A partial transversal T of a Latin square L is a set of entries of L in which each row, column and symbol is represented at most once. A partial transversal is maximal if it is not contained in a larger partial transversal. Any maximal partial transversal of a Latin square of order n has size at least $\lceil \frac{n}{2}\rceil$ and at most n. We say that a Latin square is omniversal if it possesses a maximal partial transversal of all plausible sizes and is near-omniversal if it possesses a maximal partial transversal of all plausible sizes except one.

Evans (2019) showed that omniversal Latin squares of order n exist for any odd $n\ne 3$. By extending this result, we show that an omniversal Latin square of order n exists if and only if $n\notin \{3,4\}$ and $n\not\equiv 2(\mathrm{mod}4)$. Furthermore, we show that near-omniversal Latin squares exist for all orders $n\equiv 2(\mathrm{mod}4)$.

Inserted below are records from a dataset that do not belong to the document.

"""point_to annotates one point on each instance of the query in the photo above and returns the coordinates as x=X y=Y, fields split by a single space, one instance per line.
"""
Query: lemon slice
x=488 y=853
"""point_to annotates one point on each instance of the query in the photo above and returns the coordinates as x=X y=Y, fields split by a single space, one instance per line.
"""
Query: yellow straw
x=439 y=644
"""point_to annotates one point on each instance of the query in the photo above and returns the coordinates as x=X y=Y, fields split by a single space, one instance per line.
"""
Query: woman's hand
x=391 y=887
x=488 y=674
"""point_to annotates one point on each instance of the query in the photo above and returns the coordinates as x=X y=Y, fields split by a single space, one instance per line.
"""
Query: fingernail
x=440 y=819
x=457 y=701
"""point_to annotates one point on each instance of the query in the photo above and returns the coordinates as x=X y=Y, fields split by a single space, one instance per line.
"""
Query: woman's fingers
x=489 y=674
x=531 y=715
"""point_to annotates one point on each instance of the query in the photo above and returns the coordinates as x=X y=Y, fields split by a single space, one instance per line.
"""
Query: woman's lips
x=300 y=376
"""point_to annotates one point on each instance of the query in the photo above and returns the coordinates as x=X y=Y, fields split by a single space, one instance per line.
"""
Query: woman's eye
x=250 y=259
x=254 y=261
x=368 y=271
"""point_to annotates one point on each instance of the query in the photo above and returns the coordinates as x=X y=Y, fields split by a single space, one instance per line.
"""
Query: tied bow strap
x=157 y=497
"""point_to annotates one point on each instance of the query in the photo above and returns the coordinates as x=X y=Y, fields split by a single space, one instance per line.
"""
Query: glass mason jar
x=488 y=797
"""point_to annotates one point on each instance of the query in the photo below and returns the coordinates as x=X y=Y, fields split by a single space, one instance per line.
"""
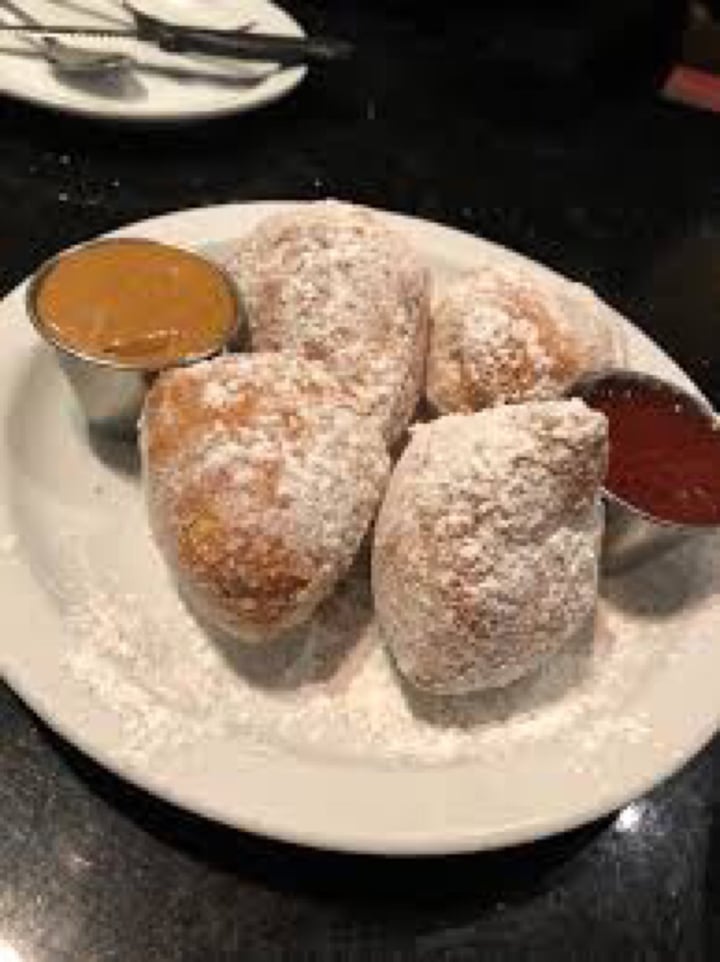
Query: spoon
x=68 y=59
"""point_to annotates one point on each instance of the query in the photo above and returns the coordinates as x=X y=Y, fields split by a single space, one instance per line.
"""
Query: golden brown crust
x=261 y=484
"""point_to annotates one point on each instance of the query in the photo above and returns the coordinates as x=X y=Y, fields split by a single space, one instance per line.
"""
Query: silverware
x=65 y=58
x=271 y=48
x=633 y=536
x=110 y=392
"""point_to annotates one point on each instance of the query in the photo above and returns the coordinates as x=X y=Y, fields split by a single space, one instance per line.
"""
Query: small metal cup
x=633 y=536
x=111 y=393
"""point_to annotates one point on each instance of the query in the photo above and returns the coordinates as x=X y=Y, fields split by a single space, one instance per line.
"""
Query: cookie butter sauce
x=135 y=302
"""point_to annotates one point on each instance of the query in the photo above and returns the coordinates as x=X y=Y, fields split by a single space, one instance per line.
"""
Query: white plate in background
x=163 y=88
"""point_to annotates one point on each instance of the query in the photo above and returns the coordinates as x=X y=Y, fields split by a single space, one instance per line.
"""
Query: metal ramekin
x=111 y=393
x=632 y=535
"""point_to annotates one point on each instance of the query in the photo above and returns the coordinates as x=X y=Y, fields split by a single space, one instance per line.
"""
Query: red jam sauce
x=664 y=451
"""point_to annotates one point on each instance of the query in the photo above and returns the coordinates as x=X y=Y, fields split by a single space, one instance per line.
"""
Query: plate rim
x=272 y=88
x=400 y=840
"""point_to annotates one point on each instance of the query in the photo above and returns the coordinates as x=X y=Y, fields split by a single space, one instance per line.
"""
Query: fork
x=66 y=58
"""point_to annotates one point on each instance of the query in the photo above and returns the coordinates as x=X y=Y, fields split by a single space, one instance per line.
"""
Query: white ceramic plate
x=162 y=88
x=322 y=750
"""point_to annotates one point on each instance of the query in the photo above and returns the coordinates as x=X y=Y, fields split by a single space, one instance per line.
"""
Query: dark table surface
x=620 y=190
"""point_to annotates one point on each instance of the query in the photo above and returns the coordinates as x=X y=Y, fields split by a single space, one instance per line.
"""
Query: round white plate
x=319 y=744
x=162 y=87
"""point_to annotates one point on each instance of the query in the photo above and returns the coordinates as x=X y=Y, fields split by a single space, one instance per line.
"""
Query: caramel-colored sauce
x=136 y=302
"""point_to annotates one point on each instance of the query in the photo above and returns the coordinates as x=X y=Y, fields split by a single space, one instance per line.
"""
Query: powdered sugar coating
x=486 y=547
x=261 y=482
x=333 y=282
x=504 y=333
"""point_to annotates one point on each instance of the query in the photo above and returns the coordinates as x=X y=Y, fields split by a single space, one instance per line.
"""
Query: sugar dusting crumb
x=8 y=544
x=331 y=690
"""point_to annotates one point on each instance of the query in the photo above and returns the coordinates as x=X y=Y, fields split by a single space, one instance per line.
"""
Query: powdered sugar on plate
x=332 y=690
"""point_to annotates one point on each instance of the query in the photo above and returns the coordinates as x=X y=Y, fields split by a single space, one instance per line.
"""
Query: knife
x=216 y=43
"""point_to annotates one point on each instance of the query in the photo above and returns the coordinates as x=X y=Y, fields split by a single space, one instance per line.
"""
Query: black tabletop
x=603 y=181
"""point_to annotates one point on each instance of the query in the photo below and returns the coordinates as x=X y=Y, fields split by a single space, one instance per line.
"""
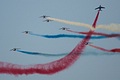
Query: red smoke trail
x=48 y=68
x=96 y=33
x=100 y=48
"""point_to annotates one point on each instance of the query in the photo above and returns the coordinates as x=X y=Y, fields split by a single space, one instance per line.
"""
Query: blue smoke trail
x=64 y=54
x=67 y=36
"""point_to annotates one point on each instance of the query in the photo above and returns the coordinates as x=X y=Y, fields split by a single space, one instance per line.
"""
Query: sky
x=17 y=16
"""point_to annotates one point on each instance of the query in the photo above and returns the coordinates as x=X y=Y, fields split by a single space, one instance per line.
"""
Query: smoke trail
x=41 y=54
x=64 y=54
x=67 y=36
x=78 y=36
x=103 y=49
x=72 y=23
x=111 y=27
x=97 y=33
x=48 y=68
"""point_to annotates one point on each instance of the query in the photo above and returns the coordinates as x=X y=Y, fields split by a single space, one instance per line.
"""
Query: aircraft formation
x=64 y=62
x=99 y=8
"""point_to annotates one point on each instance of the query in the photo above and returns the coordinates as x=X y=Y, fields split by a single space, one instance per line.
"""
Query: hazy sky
x=17 y=16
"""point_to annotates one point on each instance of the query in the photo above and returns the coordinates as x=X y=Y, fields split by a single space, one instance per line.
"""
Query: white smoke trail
x=72 y=23
x=111 y=27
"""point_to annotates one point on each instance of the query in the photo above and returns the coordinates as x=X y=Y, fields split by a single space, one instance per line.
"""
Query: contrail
x=97 y=33
x=103 y=49
x=51 y=67
x=77 y=36
x=72 y=23
x=111 y=27
x=64 y=54
x=42 y=54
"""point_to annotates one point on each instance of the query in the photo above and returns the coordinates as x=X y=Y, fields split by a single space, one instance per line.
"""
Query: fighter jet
x=14 y=49
x=47 y=20
x=44 y=16
x=26 y=32
x=99 y=8
x=64 y=28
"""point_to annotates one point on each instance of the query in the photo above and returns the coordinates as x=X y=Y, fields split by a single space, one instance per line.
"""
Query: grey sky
x=17 y=16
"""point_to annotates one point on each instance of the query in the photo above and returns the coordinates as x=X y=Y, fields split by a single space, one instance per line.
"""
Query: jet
x=44 y=16
x=64 y=28
x=26 y=32
x=14 y=49
x=47 y=20
x=99 y=8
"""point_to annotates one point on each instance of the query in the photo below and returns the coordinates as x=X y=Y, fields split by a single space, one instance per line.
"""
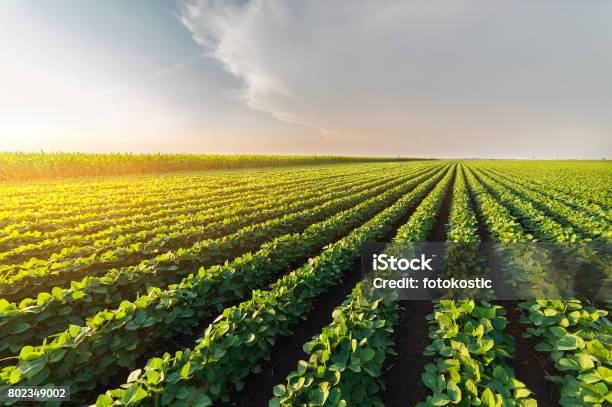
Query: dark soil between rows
x=403 y=371
x=530 y=366
x=289 y=350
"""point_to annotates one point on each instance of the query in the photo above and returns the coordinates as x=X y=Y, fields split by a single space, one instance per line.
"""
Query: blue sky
x=440 y=78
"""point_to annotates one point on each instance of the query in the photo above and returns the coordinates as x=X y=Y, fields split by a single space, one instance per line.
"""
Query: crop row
x=129 y=249
x=168 y=220
x=15 y=238
x=239 y=339
x=346 y=359
x=563 y=337
x=116 y=339
x=50 y=313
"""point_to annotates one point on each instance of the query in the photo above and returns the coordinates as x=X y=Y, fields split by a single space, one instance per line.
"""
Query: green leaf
x=439 y=399
x=279 y=390
x=488 y=398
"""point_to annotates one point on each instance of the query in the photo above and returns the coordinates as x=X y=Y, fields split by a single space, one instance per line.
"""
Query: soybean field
x=242 y=287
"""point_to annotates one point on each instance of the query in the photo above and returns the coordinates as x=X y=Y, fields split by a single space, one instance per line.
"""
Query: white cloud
x=439 y=77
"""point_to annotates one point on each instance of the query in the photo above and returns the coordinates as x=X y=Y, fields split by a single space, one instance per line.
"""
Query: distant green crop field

Finally, we show that no non-trivial finite group has an omniversal Cayley table, and only 15 finite groups have a near-omniversal Cayley table. In fact, as n grows, Cayley tables of groups of order n miss a constant fraction of the plausible sizes of maximal partial transversals. In the course of proving this, we partially solve the following interesting problem in combinatorial group theory. Suppose that we have two finite subsets $R,C\subseteq G$ of a group G such that $|\{rc:r\in R,c\in C\}|=m$. How large do $|R|$ and $|C|$ need to be (in terms of m) to be certain that $R\subseteq xH$ and $C\subseteq Hy$ for some subgroup H of order m in G, and $x,y\in G$?

甲局部横向Ť拉丁方的大号是一组条目的大号，其中每一行，列和符号被至多一次表示。如果部分横向不包含在较大的局部横向中，则该局部横向最大。n阶拉丁方的任何最大局部横截面的大小至少为$\lceil \frac{ñ}{2}\rceil$最多n个。我们说一个拉丁方是omn​​iversal，如果它拥有所有合理尺寸的最大部分横向和是近omn​​iversal如果它拥有所有合理尺寸的最大部分横向只有一个除外。

埃文斯（Evans，2019）表明，存在所有n阶的全拉丁方格$ñ\ne 3$。通过扩展此结果，我们表明存在且仅当存在以下情况时，阶n的全拉丁方格存在$ñ\notin \{3，4\}$ 和 $ñ\not\equiv 2（\mathrm{模}4）$。此外，我们表明所有订单都存在近乎全能的拉丁方格$ñ\equiv 2（\mathrm{模}4）$。

最后，我们证明没有非平凡的有限群没有全能的Cayley表，只有15个有限群具有近乎全能的Cayley表。事实上，作为Ñ增长，顺序组的凯莱表Ñ错过最大局部断面的合理大小的恒定部分。在证明这一点的过程中，我们部分地解决了组合群论中的以下有趣问题。假设我们有两个有限子集$\mathrm{[R}，C\subseteq G$一组ģ使得$|\{\mathrm{[R}C：\mathrm{[R}\in \mathrm{[R}，C\in C\}|=米$。多大$|\mathrm{[R}|$ 和 $|C|$需要（根据m）确定$\mathrm{[R}\subseteq XH$ 和 $C\subseteq Hÿ$对于一些亚组ħ的顺序米在ģ，和$X，ÿ\in G$？